SINGAPORE (July 4): Asia’s economic growth is expected to continue to weaken against a backdrop of unresolved trade tensions, according to asset manager State Street Global Advisors (SSGA), the investment management arm of State Street Corporation.

In a mid-year outlook briefing on Thursday, SSGA says the continued decline will likely be on the back of slowing exports and soft domestic demand.

“Most Asian governments have fairly big room for fiscal stimulus efforts, but are concerned about overdoing it,” says Ng Kheng-Siang, SSGA’s Asia Pacific head of Fixed Income. “So unless there are additional fiscal stimuli introduced, regional economic growth is expected to soften progressively.”

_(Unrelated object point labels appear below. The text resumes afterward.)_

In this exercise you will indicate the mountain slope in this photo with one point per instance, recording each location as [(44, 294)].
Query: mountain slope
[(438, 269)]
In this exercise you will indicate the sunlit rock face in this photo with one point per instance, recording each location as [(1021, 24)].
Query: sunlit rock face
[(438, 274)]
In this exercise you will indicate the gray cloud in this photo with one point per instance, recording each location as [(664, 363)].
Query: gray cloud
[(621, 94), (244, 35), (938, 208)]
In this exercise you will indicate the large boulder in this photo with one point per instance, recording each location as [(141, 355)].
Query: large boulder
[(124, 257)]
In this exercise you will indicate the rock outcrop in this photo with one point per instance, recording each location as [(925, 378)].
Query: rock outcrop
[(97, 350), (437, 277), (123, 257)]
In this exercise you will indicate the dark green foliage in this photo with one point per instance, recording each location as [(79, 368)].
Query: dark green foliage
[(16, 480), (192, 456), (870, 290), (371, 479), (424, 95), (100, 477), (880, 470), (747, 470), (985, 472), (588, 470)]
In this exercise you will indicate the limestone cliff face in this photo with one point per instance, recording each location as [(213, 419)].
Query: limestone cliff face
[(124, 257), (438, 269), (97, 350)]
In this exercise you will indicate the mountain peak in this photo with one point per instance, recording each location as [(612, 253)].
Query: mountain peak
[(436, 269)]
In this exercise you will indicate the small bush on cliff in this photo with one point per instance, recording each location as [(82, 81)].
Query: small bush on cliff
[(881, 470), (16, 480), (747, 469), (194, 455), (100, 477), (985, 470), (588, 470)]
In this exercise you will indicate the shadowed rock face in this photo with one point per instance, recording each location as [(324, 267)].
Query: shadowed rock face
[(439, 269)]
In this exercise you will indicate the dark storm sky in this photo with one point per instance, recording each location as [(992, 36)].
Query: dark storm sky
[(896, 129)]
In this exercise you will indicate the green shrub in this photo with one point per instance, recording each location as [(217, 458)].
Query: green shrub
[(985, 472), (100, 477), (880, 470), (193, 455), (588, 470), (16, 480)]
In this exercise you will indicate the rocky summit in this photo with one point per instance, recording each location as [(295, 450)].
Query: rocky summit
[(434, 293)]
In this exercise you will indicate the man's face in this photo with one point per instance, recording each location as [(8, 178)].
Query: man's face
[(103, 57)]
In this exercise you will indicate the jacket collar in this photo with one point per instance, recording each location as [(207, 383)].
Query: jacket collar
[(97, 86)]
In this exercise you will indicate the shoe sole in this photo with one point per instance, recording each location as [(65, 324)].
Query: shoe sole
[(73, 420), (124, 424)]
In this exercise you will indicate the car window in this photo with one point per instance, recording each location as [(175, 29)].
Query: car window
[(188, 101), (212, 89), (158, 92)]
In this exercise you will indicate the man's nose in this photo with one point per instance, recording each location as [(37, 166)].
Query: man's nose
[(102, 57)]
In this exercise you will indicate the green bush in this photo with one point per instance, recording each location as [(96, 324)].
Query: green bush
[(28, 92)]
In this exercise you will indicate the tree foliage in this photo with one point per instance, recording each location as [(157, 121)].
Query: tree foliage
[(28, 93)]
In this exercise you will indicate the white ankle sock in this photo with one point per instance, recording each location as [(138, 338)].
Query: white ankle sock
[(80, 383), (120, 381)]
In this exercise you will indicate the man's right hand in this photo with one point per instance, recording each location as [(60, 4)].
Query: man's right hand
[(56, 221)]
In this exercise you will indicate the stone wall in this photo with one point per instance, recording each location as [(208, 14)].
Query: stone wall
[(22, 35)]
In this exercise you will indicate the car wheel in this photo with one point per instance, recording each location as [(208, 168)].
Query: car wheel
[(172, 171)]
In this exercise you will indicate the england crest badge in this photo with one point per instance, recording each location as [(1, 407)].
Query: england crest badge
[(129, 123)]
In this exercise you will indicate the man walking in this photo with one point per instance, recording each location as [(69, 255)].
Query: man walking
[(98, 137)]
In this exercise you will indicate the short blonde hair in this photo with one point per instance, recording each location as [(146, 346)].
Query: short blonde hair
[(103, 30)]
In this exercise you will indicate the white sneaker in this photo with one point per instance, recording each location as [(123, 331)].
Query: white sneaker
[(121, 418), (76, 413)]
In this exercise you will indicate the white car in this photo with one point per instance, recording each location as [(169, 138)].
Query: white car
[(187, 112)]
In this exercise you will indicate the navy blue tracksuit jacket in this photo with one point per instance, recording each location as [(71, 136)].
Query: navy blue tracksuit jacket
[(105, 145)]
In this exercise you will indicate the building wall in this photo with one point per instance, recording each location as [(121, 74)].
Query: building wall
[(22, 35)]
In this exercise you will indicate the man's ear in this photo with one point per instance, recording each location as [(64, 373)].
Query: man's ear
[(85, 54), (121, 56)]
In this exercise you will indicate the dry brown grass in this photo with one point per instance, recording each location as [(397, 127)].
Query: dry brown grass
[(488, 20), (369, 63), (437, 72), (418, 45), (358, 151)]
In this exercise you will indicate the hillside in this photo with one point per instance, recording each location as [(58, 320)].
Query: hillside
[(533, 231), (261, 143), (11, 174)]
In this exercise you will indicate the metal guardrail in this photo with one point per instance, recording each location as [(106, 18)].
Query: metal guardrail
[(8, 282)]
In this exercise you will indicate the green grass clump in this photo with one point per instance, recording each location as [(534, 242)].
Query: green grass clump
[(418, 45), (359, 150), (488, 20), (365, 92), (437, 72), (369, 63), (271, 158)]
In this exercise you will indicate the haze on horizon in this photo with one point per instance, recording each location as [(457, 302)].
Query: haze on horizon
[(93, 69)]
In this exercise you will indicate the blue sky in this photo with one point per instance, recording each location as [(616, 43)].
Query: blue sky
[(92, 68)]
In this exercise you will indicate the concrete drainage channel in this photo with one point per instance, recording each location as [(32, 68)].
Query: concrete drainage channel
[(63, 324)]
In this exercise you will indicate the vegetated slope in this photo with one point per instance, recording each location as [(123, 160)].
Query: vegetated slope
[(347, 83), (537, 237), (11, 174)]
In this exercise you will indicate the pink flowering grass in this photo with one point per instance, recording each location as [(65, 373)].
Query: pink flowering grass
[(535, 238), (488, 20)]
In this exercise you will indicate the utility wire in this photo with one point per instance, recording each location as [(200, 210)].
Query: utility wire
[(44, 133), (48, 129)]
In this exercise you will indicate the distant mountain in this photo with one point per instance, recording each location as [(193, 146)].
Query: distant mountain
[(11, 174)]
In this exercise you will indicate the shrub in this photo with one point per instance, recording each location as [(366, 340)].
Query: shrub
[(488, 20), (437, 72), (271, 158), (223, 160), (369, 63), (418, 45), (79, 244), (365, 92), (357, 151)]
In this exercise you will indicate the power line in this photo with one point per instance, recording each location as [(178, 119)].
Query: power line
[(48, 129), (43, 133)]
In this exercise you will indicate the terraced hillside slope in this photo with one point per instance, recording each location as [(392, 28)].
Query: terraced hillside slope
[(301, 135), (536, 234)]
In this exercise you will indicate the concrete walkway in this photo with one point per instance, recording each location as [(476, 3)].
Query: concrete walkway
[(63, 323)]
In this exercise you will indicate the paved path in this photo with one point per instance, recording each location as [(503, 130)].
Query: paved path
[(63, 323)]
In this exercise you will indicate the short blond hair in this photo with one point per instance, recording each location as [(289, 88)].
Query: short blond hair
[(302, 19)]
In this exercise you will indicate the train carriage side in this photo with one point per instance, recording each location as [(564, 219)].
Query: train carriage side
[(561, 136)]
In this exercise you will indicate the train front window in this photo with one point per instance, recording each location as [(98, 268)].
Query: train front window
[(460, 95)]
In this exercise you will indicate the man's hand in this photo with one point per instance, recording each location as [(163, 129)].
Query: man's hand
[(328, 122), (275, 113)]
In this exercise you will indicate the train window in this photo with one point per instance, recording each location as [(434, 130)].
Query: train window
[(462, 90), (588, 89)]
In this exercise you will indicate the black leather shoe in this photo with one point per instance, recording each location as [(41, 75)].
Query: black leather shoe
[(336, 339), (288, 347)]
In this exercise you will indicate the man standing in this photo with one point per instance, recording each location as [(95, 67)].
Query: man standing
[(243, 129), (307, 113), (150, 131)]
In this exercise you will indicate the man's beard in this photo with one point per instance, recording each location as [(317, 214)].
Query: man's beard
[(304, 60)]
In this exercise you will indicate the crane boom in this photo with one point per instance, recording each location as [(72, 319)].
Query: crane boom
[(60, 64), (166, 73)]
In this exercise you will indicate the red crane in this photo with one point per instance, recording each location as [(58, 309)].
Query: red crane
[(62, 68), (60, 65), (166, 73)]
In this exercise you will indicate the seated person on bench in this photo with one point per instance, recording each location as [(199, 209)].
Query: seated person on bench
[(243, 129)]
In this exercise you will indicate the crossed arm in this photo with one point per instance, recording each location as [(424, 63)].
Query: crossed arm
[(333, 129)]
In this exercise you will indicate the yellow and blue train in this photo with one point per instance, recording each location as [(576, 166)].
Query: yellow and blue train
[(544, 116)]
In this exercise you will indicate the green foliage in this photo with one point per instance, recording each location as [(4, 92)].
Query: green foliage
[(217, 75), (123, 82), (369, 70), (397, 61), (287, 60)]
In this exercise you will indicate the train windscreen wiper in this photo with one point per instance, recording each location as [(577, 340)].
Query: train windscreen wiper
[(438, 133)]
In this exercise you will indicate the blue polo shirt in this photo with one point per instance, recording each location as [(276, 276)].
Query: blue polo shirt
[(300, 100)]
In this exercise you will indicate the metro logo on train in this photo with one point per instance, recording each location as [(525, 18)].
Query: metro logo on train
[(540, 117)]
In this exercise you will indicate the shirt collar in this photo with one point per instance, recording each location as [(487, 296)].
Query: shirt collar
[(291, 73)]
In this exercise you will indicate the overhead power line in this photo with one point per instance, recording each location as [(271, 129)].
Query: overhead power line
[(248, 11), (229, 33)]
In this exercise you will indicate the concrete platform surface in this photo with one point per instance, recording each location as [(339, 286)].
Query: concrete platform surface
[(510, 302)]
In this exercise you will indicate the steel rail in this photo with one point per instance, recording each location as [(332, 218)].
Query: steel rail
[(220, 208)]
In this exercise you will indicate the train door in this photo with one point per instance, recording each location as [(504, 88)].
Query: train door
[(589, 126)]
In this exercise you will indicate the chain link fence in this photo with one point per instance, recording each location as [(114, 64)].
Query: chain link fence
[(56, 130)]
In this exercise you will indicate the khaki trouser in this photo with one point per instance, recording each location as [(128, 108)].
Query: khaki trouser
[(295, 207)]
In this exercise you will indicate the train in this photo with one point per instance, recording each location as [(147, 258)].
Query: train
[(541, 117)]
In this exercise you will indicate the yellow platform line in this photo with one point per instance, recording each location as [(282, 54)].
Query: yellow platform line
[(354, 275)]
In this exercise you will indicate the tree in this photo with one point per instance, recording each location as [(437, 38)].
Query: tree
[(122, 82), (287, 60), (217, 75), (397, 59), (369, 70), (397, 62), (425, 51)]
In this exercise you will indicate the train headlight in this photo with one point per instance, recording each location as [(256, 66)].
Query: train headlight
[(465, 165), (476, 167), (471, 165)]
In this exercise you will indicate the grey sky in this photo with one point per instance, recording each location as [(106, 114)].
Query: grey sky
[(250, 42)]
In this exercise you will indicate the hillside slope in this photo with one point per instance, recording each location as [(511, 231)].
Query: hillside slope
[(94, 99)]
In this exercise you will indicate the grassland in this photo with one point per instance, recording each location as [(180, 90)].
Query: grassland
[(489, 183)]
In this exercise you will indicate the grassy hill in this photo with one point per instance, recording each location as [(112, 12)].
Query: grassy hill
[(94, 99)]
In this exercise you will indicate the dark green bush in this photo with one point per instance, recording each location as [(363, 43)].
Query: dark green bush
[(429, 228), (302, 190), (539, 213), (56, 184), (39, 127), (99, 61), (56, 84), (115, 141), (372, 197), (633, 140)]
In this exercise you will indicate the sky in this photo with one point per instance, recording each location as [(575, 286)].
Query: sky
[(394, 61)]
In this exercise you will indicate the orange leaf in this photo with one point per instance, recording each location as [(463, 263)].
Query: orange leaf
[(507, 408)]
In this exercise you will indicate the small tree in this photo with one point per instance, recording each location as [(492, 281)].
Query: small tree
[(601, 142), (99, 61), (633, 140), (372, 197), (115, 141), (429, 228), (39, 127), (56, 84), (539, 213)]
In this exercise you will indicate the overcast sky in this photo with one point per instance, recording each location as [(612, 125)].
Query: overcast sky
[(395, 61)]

As external conditions deteriorate, Asian currencies are also expected to weaken against the US dollar.

Meanwhile, Asian bonds are expected to turn in a mixed performance, due to weakening currencies and emerging market sentiments pertaining to the US-China trade disputes.

“A negative trade outcome will inevitably result in a negative effect on currencies, and this is expected amid a climate of uncertainty,” Ng says.

However, the way Ng sees it, emerging markets are likely to see continued growth trends.

This is especially true for emerging Asian markets, which are generally less volatile and more stable compared to other emerging markets in regions such as Latin America.